Investigation for underlying causes is essential to exclude secondary erythromelalgia. Erythromelalgia may be an early sign of polycythaemia (raised red cells) or thrombocythaemia (raised platelets), where symptoms may precede diagnosis of the myeloproliferative disorder by 2.5 years. These diseases are detected by full blood count. Further tests may be necessary.
Diagnosis is based fairly much on the clinical picture, hence is often difficult because of the intermittent nature of the disease. Provided the patient gives a good description of their symptoms, a tentative diagnosis may be made. If in doubt, a trial of immersing an affected area in hot water for 10–30 minutes may sometimes provoke an attack and support the diagnosis.
The underlying cause must be treated where possible in secondary erythromelalgia. The treatment of symptoms of both primary and secondary erythromelalgia is through general non-medical measures, drug therapy and surgical intervention.
Most cases of primary erythromelalgia are refractory to pharmacotherapy and response to pain therapeutics is variable. Most of these therapies have only been validated in case reports or smaller studies.

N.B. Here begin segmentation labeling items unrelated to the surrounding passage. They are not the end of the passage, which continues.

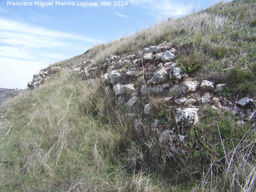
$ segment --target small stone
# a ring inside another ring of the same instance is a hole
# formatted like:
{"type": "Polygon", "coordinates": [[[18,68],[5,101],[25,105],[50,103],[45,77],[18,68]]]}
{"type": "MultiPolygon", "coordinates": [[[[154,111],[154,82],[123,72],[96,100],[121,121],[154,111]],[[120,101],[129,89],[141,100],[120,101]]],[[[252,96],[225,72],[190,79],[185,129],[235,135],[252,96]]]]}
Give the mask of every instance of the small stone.
{"type": "Polygon", "coordinates": [[[220,104],[220,100],[219,98],[214,97],[212,99],[212,102],[218,108],[222,108],[222,105],[220,104]]]}
{"type": "Polygon", "coordinates": [[[171,61],[174,58],[175,55],[169,51],[166,51],[163,54],[161,60],[164,62],[171,61]]]}
{"type": "Polygon", "coordinates": [[[204,105],[206,103],[211,103],[212,102],[211,99],[204,98],[202,97],[201,98],[201,103],[203,105],[204,105]]]}
{"type": "Polygon", "coordinates": [[[149,89],[153,92],[160,92],[164,91],[164,88],[162,85],[149,86],[149,89]]]}
{"type": "Polygon", "coordinates": [[[233,106],[234,105],[234,104],[232,102],[232,101],[229,101],[228,103],[228,106],[229,106],[229,107],[231,107],[231,106],[233,106]]]}
{"type": "Polygon", "coordinates": [[[187,101],[187,99],[186,97],[183,97],[180,99],[177,99],[174,100],[174,102],[177,104],[184,104],[185,102],[187,101]]]}
{"type": "Polygon", "coordinates": [[[101,81],[102,81],[103,83],[104,83],[107,81],[108,75],[108,73],[105,73],[101,76],[101,81]]]}
{"type": "Polygon", "coordinates": [[[216,88],[214,91],[215,92],[217,92],[223,91],[227,86],[226,84],[217,84],[216,85],[216,88]]]}
{"type": "Polygon", "coordinates": [[[144,108],[144,112],[146,115],[148,115],[152,111],[152,107],[150,105],[147,104],[145,105],[144,108]]]}
{"type": "Polygon", "coordinates": [[[149,52],[149,48],[145,48],[144,49],[143,52],[144,52],[145,53],[148,53],[149,52]]]}
{"type": "Polygon", "coordinates": [[[149,47],[149,52],[157,52],[159,50],[159,47],[157,46],[150,46],[149,47]]]}
{"type": "Polygon", "coordinates": [[[143,96],[148,95],[150,92],[150,90],[148,88],[147,88],[145,85],[143,84],[140,89],[140,92],[143,96]]]}
{"type": "Polygon", "coordinates": [[[214,90],[214,83],[207,80],[204,80],[200,86],[200,89],[204,91],[213,91],[214,90]]]}
{"type": "Polygon", "coordinates": [[[159,64],[158,64],[158,65],[157,65],[157,67],[158,67],[158,68],[162,68],[164,66],[163,64],[163,63],[159,63],[159,64]]]}
{"type": "Polygon", "coordinates": [[[144,55],[142,58],[143,62],[145,62],[148,61],[151,61],[154,60],[154,53],[152,52],[149,52],[144,55]]]}
{"type": "Polygon", "coordinates": [[[135,103],[139,101],[139,98],[138,97],[133,97],[131,98],[125,105],[128,107],[132,107],[135,103]]]}
{"type": "Polygon", "coordinates": [[[164,68],[156,72],[149,80],[150,83],[157,84],[166,82],[168,79],[168,74],[164,68]]]}
{"type": "Polygon", "coordinates": [[[184,103],[184,105],[189,105],[191,104],[194,104],[196,102],[194,99],[193,99],[186,100],[184,103]]]}
{"type": "Polygon", "coordinates": [[[198,111],[197,108],[186,108],[180,110],[176,116],[176,123],[178,127],[188,127],[198,122],[198,111]]]}
{"type": "Polygon", "coordinates": [[[157,61],[161,60],[164,53],[164,52],[161,52],[161,53],[159,53],[156,55],[156,58],[155,59],[157,61]]]}
{"type": "Polygon", "coordinates": [[[178,52],[178,51],[177,50],[174,48],[172,48],[171,49],[170,49],[170,52],[172,53],[176,53],[178,52]]]}
{"type": "Polygon", "coordinates": [[[107,73],[108,74],[110,73],[111,71],[112,71],[114,68],[115,67],[114,66],[110,66],[107,69],[107,73]]]}
{"type": "Polygon", "coordinates": [[[236,103],[239,105],[244,106],[249,104],[251,102],[253,102],[253,100],[250,99],[249,97],[243,97],[239,100],[236,102],[236,103]]]}

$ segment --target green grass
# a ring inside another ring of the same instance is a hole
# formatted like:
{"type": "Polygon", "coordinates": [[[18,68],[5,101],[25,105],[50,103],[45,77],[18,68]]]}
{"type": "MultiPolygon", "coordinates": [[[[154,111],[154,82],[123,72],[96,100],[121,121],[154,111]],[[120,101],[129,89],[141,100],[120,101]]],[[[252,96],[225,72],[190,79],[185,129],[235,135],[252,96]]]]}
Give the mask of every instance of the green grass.
{"type": "MultiPolygon", "coordinates": [[[[255,3],[220,3],[54,65],[84,66],[93,59],[100,67],[110,54],[126,56],[167,41],[191,77],[228,83],[229,89],[220,95],[253,97],[255,3]]],[[[255,190],[256,137],[250,125],[239,127],[231,114],[201,107],[201,120],[188,130],[189,153],[169,157],[158,142],[159,133],[136,132],[134,119],[126,115],[136,113],[149,124],[157,118],[163,130],[171,130],[175,114],[165,108],[165,95],[116,108],[114,93],[106,93],[96,78],[92,88],[76,73],[56,70],[40,88],[23,92],[0,108],[2,191],[255,190]],[[146,116],[147,104],[154,110],[146,116]]]]}

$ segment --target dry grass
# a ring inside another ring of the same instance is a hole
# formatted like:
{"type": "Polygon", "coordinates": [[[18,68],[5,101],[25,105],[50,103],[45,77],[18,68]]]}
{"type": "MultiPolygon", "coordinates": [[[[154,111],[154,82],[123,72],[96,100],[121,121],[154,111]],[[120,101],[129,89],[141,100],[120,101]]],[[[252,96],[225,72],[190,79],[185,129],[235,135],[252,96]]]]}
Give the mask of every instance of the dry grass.
{"type": "MultiPolygon", "coordinates": [[[[126,55],[172,41],[179,51],[176,59],[206,61],[194,72],[197,78],[238,79],[236,86],[245,91],[244,81],[255,79],[254,10],[250,4],[255,2],[241,2],[161,23],[84,55],[102,64],[110,54],[126,55]],[[238,12],[232,13],[237,8],[246,20],[238,12]],[[244,52],[248,56],[242,60],[244,52]]],[[[42,87],[23,92],[0,108],[2,191],[255,191],[256,138],[250,125],[236,126],[230,114],[201,108],[203,120],[189,130],[187,141],[189,153],[168,157],[167,146],[158,141],[159,133],[150,136],[143,130],[134,131],[134,119],[126,115],[139,111],[138,116],[152,123],[166,117],[169,124],[161,127],[172,128],[174,114],[165,110],[166,100],[152,95],[133,107],[117,108],[114,93],[96,80],[93,87],[62,69],[42,87]],[[148,103],[155,109],[150,116],[142,110],[148,103]]],[[[255,83],[248,82],[247,88],[254,90],[248,85],[255,83]]]]}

Patients respond quite variably and no single therapy has proved consistently effective.
In most patients with primary erythromelalgia, their symptoms remain refractory to sodium channel blockers and other treatment, and symptoms tend to progress over time. Quality of life can be greatly affected due pain and disability due to pain, secondary tissue damage (ulcers, necrosis, gangrene) or self-harming behaviours can be an issue.
Spontaneous remissions have also been known to occur.